My annual Elvis' Birthday Party is coming up, which is really a boardgaming and retrogaming party, so I'm going through my stuff trying to figure out what I want to have in Display Mode as guests arrive.  A lot of my mid-90s-through-mid-2000s stuff doesn't work anymore, like the original Xbox, and the G5 powermac that suffered from the capacitor plague.  But my 80s consoles and 8-bit computers are mostly basically working fine.  The blue electron gun on my Bondi Blue iMac has failed, which is sad, the better-built 90s workstations are OK, although the CMOS battery on the SparcStation 10 is long-dead, and the power supplies on pretty much all the Microvax 3000-series need rework (but the VAK4kVLC is running fine, so there is a real VAX to play with).  But in general: both machines and magnetic storage prior to 1995 have a good chance of still working (for very occasional duty, anyway), and then there's a decade or so where it's probably dead, and then newer than that is OK again.

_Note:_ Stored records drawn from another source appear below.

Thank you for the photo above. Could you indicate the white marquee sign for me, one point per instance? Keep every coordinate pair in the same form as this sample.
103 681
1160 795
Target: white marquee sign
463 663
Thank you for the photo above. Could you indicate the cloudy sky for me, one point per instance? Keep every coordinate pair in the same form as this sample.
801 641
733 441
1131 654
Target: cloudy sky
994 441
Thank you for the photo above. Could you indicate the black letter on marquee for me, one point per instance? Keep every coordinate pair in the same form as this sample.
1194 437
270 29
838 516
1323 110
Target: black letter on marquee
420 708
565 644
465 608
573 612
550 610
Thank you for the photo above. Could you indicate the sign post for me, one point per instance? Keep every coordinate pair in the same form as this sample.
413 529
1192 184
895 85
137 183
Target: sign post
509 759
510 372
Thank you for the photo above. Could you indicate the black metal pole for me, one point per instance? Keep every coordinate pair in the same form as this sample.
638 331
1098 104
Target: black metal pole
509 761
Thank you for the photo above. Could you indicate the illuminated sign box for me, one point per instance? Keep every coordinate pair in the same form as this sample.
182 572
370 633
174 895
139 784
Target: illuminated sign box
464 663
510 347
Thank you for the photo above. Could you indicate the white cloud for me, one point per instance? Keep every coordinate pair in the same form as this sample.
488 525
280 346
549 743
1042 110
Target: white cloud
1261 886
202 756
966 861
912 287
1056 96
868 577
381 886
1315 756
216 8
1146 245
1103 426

These things are all extremely fun to play with, but honestly I only ever dust them off a couple times a year.  For more-routine retrocomputing jobs (like porting Frotz to TOPS-20), well, emulation doesn't cost me nearly so much electricity, I don't have to deal with fan noise, and I'm not worried about some capacitor somewhere giving up its magic smoke, or just old solder joints finally cracking apart.  Because of the magic of Moore's Law, I can run several 36-bit systems at once on a (back in the good old days, when you could actually get them) $50 Raspberry Pi.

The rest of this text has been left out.